Automatic differentiation is a huge field going back to at least the 1960s, so you’re right that this is an idiosyncratic way to do it. If you want to learn about it more generally, “automatic differentiation” is the phrase to google. Tinygrad and micrograd are particularly small libraries you might enjoy looking at.
Thanks! It seems like the direct route should be something like "turn the function into it's AST, apply derivative rules to transform the AST, turn the result back into a function". And this JAX post doesn't really speak in those terms, at least not directly.
> the direct route should be something like "turn the function into it's AST, apply derivative rules to transform the AST, turn the result back into a function"
A couple points on that:
1) The most direct route can be even simpler (what's called forward mode differentiation)! You want the derivative of a function in some direction at some point, and you can do that by just passing in the point and the direction. If every function involved knows how to transform the point and transform the direction, then you just evaluate it step by step, no transformations required. This is the "jvp" approach in OP.
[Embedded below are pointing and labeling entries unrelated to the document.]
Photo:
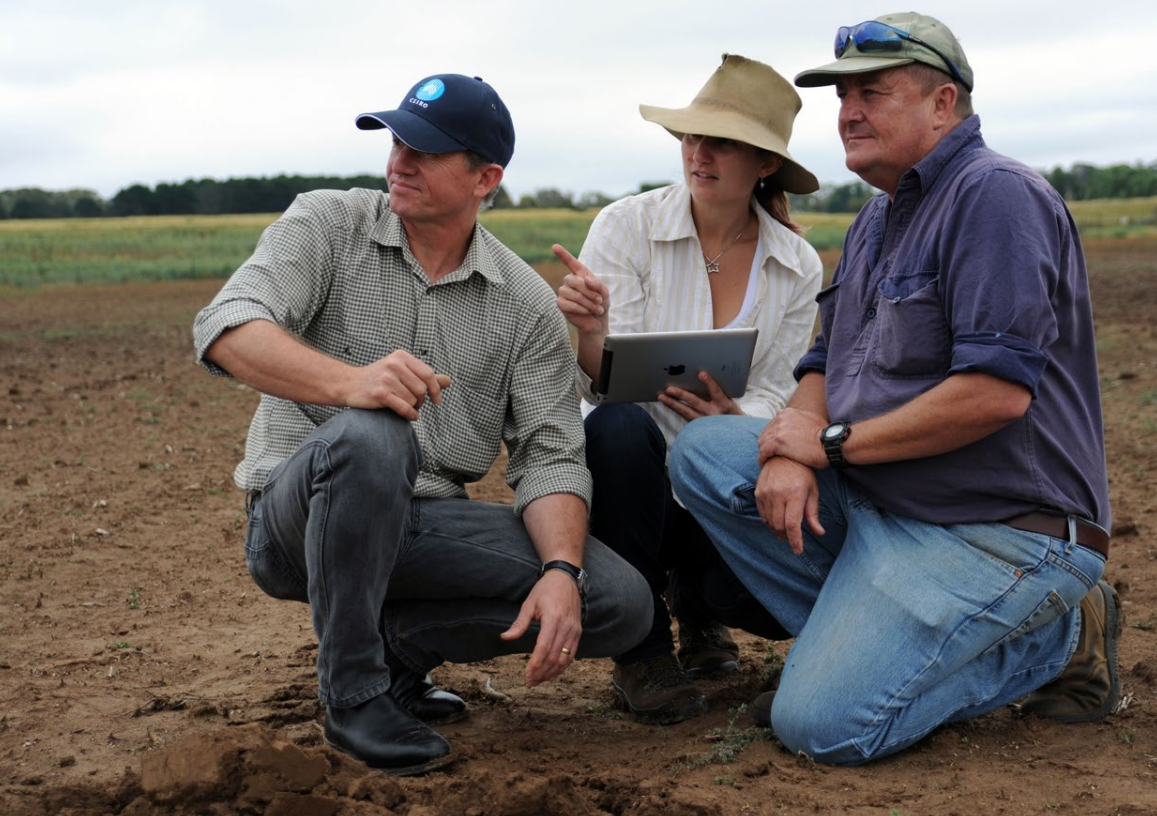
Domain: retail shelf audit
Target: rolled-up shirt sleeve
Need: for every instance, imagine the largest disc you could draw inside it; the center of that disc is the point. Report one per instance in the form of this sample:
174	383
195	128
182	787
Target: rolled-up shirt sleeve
284	281
999	292
544	432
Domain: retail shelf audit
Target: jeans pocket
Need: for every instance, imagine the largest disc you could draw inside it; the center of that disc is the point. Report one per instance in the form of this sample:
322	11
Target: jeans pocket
1049	609
266	566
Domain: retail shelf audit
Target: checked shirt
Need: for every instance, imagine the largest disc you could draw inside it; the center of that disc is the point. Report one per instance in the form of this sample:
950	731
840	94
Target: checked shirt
336	271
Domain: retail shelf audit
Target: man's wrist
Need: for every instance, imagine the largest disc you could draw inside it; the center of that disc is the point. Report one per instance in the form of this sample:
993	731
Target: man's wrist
576	573
832	438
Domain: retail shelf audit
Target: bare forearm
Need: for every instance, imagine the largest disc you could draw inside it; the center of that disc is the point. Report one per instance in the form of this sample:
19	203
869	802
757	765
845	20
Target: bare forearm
265	357
557	524
957	412
590	353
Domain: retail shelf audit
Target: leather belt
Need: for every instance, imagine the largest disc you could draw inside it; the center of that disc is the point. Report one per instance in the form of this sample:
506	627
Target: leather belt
1088	534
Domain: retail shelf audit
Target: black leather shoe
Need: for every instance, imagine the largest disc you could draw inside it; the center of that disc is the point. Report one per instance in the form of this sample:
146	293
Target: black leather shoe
420	697
385	736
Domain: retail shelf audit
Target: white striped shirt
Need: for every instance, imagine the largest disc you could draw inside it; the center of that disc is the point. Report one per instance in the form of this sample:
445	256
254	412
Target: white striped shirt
646	249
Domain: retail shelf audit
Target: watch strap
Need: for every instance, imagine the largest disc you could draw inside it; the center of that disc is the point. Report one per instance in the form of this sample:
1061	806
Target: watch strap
577	573
833	446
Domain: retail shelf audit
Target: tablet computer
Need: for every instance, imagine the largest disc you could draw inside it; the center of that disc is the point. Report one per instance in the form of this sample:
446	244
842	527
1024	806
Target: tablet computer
635	368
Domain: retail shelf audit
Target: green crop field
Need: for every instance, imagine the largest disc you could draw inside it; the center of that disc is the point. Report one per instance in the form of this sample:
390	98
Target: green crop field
169	247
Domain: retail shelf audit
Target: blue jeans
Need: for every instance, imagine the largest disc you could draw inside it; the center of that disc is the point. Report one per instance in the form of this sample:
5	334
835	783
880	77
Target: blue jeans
634	513
900	625
429	580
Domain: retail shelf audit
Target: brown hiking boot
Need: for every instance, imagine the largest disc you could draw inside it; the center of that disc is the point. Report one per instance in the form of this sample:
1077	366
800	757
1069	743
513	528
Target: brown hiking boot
656	690
707	651
1089	689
2) Something that is often misunderstood about JAX is that JAX isn't just about taking derivatives. A large part of it is just about transforming functions. Hence its idiosyncrasies. It turns out one of the transformations you can do is exactly what you said: transform it into its AST (called jaxprs IIRC), then transform that into whatever you want (gradients, inverses, parallel computations, JIT compile it, whatever), then turn that back into a function. And that's exactly how the linked post does reverse mode differentiation a couple pages in (IIRC). That flexibility is both what makes JAX's approach so interesting, and what makes JAX such a PITA to debug.